Ich legte eine Hand auf den Türrahmen und bemerkte das Hinken, das mit dem Alter kam, als sie in den Raum trat. Ihr graues Haar hatte sie zu einem Knoten gebunden und sie trug ein buntes Kleid, das locker über ihren Körper fiel.
Deanna liebte Tyler und ich machte mir nie Sorgen, wenn ich ihn bei ihr ließ. Sie war dieser perfekte Typ von Großmutter und ich habe mich oft gefragt, wie sie es überhaupt geschafft hatte, die ersten Tage zu überleben. Schließlich vermutete ich einfach, dass sie fest entschlossen war, zu leben, weil sie zu viel Angst vorm Sterben hatte … genau wie der Rest von uns.
Ich nahm die Flasche hoch, die ich zuvor gemacht hatte, und musste feststellen, dass sie leer war. Sie sah mich mit einem Blick an, der sagte: »Danke für deine Hilfe, du Depp!«
Ich streckte meine Hand vor mir aus und deutete auf mein Gesicht. »Ich habe noch nicht mal Zeit, um mich zu rasieren.«
Sie schüttelte den Kopf, während sie rüberging, um eine neue Flasche zu machen. Aus dem Augenwinkel sah sie mich an und fragte: »Was habt ihr Jungs heute vor?«
In Avalon suchte sie immer nach Staubkörnchen.
»Äußere Verteidigung.«
Verständnislos sah sie sich im Zimmer um und dachte gründlich darüber nach, bevor sie antwortete: »Außerhalb der Mauer?«
»Das ist es zumindest, was sie mir erzählt haben. Ich schätze, wir werden die Zis in den Stall der Toten treiben.«
»Ich hasse diesen Ort. Er scheint so gefährlich zu sein … Was ist, wenn sich die Dinger losreißen?«
Vor Monaten hatten wir eine bewusste Entscheidung getroffen. Wir beschlossen, außerhalb der Betonmauern von Avalon ein kleines Gehege zu bauen.

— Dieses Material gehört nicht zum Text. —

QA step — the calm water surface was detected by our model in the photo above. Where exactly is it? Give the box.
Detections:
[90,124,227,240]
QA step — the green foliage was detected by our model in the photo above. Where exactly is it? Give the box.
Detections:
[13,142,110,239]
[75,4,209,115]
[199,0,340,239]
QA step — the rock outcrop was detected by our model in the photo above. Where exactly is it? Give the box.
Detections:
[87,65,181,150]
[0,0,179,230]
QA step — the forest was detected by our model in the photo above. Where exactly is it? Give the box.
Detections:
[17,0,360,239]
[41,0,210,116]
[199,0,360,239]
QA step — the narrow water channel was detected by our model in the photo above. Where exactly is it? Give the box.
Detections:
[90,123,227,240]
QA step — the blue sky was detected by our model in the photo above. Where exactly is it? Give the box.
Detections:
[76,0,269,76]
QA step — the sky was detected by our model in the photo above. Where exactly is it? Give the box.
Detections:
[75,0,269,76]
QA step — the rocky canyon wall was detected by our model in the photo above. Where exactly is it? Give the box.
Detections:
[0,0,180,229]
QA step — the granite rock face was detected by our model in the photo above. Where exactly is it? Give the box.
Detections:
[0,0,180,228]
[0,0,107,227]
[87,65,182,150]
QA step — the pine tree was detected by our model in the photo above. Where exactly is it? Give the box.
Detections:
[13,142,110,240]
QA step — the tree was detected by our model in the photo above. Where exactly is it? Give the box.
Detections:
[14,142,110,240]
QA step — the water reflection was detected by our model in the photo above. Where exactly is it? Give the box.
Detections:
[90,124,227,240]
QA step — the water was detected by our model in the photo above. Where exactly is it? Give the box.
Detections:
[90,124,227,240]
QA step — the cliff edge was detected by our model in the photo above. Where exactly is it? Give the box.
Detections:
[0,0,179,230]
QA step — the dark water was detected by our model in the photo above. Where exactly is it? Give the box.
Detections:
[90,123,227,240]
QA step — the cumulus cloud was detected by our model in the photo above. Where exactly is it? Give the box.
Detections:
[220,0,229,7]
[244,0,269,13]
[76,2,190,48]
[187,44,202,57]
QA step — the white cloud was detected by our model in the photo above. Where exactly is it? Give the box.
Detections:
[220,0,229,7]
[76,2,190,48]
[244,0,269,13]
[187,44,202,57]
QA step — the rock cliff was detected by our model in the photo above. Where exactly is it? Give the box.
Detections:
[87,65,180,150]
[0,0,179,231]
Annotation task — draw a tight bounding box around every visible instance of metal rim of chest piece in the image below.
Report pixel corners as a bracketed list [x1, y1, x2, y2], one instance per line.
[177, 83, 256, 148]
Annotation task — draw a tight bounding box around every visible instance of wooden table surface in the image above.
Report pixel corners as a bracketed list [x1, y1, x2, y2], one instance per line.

Das Gehege, das zum Großteil aus stabilen Holzplanken gemacht war, sah aus wie ein alter, übergroßer Schuppen. Ein potenzieller Angreifer würde kaum wissen, dass dieser bis zum Rand mit Zis gefüllt war, die wir seit Monaten dort sammelten. Wenn irgendjemand, mit dem wir es nicht aufnehmen konnten, jemals beschloss, unsere Mauern zu stürmen, war dies die beste Verteidigung.
»Das ist der Punkt, Deanna. Sie sollen sich losreißen … wenn wir es wollen«, sagte ich und versuchte, ein wenig Zuversicht vorzutäuschen.